CHILI: Chemically-Informed Large-scale Inorganic Nanomaterials Dataset for Advancing Graph Machine Learning
Ulrik Friis-Jensen, Frederik L. Johansen, Andy S. Anker, Erik B. Dam, Kirsten M. Ø. Jensen, Raghavendra Selvan
TL;DR
This work introduces CHILI, chemically-informed large-scale graph datasets for inorganic nanomaterials, addressing a gap in graph ML where periodicity, symmetry, and ultra-large graphs hinder modeling. It provides two open datasets, CHILI-3K and CHILI-100K, generated from unit-cell expansions and COD-derived structures, each with rich node/edge features, crystallographic metadata, and simulated scattering data to support 11 property-prediction and 6 structure-generation tasks.
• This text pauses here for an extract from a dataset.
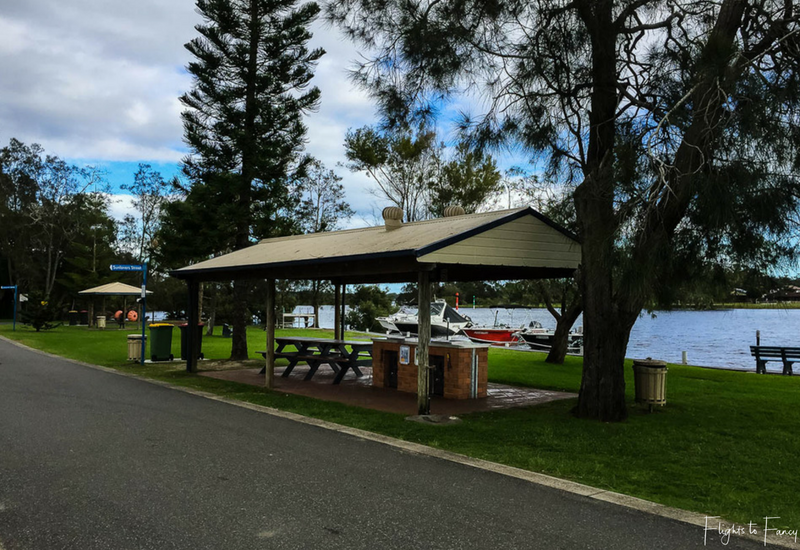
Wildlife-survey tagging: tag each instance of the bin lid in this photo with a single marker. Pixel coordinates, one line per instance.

A broad benchmarking study across multiple GNN backbones reveals that while several tasks are tractable, many remain challenging, especially for diverse, large-scale nanomaterial graphs; EdgeCNN often yields strongest performance, and structure-generation tasks expose limitations in current generative Graph ML approaches. By offering these resources and baselines, CHILI aims to catalyze methodological advances in graph ML for inorganic nanomaterials and spur progress toward scalable, structure-aware generative models with practical materials applications.
Abstract
Advances in graph machine learning (ML) have been driven by applications in chemistry as graphs have remained the most expressive representations of molecules. While early graph ML methods focused primarily on small organic molecules, recently, the scope of graph ML has expanded to include inorganic materials. Modelling the periodicity and symmetry of inorganic crystalline materials poses unique challenges, which existing graph ML methods are unable to address. Moving to inorganic nanomaterials increases complexity as the scale of number of nodes within each graph can be broad ($10$ to $10^5$). The bulk of existing graph ML focuses on characterising molecules and materials by predicting target properties with graphs as input. However, the most exciting applications of graph ML will be in their generative capabilities, which is currently not at par with other domains such as images or text. We invite the graph ML community to address these open challenges by presenting two new chemically-informed large-scale inorganic (CHILI) nanomaterials datasets: A medium-scale dataset (with overall >6M nodes, >49M edges) of mono-metallic oxide nanomaterials generated from 12 selected crystal types (CHILI-3K) and a large-scale dataset (with overall >183M nodes, >1.2B edges) of nanomaterials generated from experimentally determined crystal structures (CHILI-100K). We define 11 property prediction tasks and 6 structure prediction tasks, which are of special interest for nanomaterial research. We benchmark the performance of a wide array of baseline methods and use these benchmarking results to highlight areas which need future work. To the best of our knowledge, CHILI-3K and CHILI-100K are the first open-source nanomaterial datasets of this scale -- both on the individual graph level and of the dataset as a whole -- and the only nanomaterials datasets with high structural and elemental diversity.